Le gustaban los dulces, las conversaciones telefónicas y las mujeres. Esta tarde vamos a merendar bien, repetía todas las tardes con una seguridad de travesura justificada en la excepción, como si se pudiera saltar por las orillas de la diabetes y de los años igual que los colegiales saltan por las arenas de la bahía de Cádiz. Y el mar entraba en la luz viva de sus ojos cuando el croissant (el cornetto de su exilio romano) entraba en el café, con el mismo rumor de felicidad y oleaje que sonaba en su voz, la voz que corría por los teléfonos de las seis de la mañana. ¿Estás despierto? Mira, voy a leerte este poema del Cancionero General, a ver si sabes de quién es.
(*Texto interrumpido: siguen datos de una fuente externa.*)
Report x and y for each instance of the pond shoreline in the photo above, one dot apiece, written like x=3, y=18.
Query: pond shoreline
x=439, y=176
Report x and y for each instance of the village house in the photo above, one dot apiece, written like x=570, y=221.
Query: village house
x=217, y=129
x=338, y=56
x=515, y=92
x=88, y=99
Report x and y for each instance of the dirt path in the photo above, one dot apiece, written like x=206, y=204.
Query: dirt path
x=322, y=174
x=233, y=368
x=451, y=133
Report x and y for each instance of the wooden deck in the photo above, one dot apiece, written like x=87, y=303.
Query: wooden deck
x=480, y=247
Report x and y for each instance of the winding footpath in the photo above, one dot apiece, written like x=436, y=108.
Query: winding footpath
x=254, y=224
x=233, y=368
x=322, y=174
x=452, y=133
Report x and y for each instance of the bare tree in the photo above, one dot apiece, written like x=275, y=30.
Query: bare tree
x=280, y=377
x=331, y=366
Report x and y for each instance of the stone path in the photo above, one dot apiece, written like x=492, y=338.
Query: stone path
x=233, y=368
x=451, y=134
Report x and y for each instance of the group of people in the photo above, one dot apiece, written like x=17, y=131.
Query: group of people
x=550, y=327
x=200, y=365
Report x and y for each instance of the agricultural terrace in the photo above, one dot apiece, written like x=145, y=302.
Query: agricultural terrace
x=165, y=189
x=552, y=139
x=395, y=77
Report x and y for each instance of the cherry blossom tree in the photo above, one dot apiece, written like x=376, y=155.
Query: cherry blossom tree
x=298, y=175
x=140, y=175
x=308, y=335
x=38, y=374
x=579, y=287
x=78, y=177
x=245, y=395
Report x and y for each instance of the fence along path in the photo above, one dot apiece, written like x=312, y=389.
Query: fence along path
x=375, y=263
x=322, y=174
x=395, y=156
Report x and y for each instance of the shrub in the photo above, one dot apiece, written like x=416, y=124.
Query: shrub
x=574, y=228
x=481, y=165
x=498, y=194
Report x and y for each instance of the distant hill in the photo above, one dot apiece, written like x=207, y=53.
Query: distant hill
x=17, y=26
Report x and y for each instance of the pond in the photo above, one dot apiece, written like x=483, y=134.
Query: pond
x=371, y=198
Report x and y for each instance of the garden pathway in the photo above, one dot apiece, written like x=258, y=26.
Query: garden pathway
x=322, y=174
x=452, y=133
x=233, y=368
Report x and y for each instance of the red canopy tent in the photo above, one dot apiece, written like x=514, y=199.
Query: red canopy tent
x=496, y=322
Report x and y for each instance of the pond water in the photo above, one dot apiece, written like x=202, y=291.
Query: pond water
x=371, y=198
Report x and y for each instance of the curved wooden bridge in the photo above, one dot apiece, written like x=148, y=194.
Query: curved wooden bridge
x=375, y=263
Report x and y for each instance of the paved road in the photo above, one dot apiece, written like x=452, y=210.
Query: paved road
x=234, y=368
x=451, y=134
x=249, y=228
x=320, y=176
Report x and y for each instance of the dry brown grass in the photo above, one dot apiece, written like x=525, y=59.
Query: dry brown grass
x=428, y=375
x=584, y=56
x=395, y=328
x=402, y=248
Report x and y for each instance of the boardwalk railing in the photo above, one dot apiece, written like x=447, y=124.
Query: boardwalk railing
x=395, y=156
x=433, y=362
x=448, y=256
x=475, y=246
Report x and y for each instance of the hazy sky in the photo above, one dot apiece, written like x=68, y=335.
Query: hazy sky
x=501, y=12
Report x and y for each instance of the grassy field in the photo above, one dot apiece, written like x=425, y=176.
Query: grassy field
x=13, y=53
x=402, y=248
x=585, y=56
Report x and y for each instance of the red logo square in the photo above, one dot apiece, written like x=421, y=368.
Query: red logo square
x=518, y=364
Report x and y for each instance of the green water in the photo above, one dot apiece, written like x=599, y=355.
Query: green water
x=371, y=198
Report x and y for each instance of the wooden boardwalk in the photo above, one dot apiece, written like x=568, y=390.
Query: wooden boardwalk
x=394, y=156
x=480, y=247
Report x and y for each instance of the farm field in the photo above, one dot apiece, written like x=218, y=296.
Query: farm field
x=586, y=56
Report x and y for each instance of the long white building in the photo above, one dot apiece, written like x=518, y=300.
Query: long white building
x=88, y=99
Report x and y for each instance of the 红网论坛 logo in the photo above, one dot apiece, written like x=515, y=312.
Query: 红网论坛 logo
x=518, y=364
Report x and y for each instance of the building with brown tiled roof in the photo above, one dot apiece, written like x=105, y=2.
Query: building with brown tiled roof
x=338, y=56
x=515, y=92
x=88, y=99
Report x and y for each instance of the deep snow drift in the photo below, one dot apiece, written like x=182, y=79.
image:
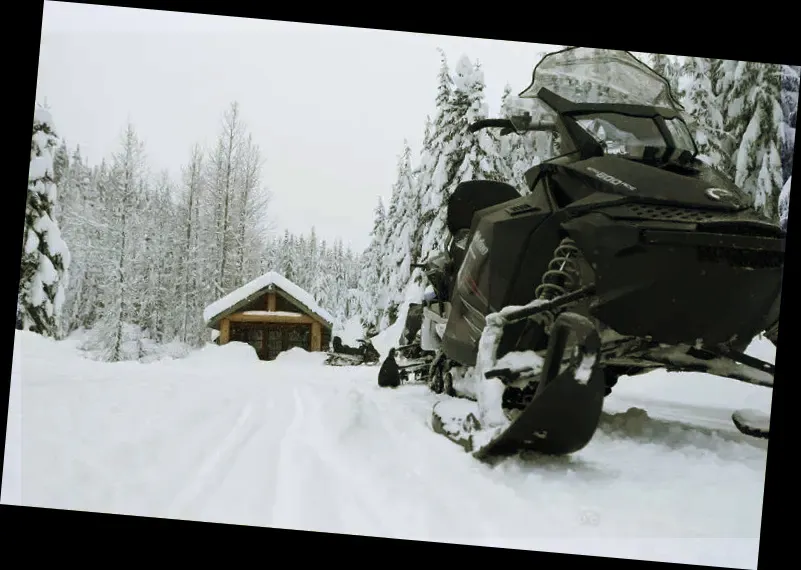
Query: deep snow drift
x=220, y=436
Después de tanto mar y tanto cielo, después de casi un siglo de ciudades y continentes, de guerras y exilios, de amores y amistades, los hilos del teléfono eran una raíz, una mano sonora para sujetarse al mundo, para unir Cádiz con Buenos Aires, La Habana con Roma, Madrid con Granada o un otoño de 1931 con una sonrisa y unas piernas jóvenes de 1989. A mí me gusta la mujer, repetía también, escudándose en la dignidad del artículo abstracto, en la aduana de la totalidad que dejaba por un momento los complicadísimos asuntos de faldas más allá de los dedos y los casos concretos. A Rafael le gustaba la vida, era el poeta de la vida, y por eso intentaba refugiarse de los años y la muerte en todas las trincheras, en los dulces, en las conversaciones telefónicas, en las mujeres, en el pelo largo, en el colorido de las camisas, en los versos de Garcilaso y en la amistad, en esa generosa amistad con la que salía de los libros de texto y de la Historia de la Literatura para convertirse en un compañero de viaje.Rafael temía a la muerte, sospechaba de sus bromas y sus acantilados. A veces nos decía que no merece la pena huir de ella, porque después de mucho viajar siempre está esperando, sin posibilidad de error, en una esquina precisa. En otras ocasiones, sin embargo, pensaba que la muerte puede confundir la fecha y la dirección de su carta, obligarnos a vivir el final que no nos tocaba. Federico no tuvo su muerte, comentaba Rafael, hubiese sido mucho más lógico que me fusilaran a mí..., y lo afirmaba sujetándose a la vida, con una nostalgia de merienda dulce y orilla salada, cruzando de las multitudes a la soledad, buscando la raíz de un amor o de un número de teléfono.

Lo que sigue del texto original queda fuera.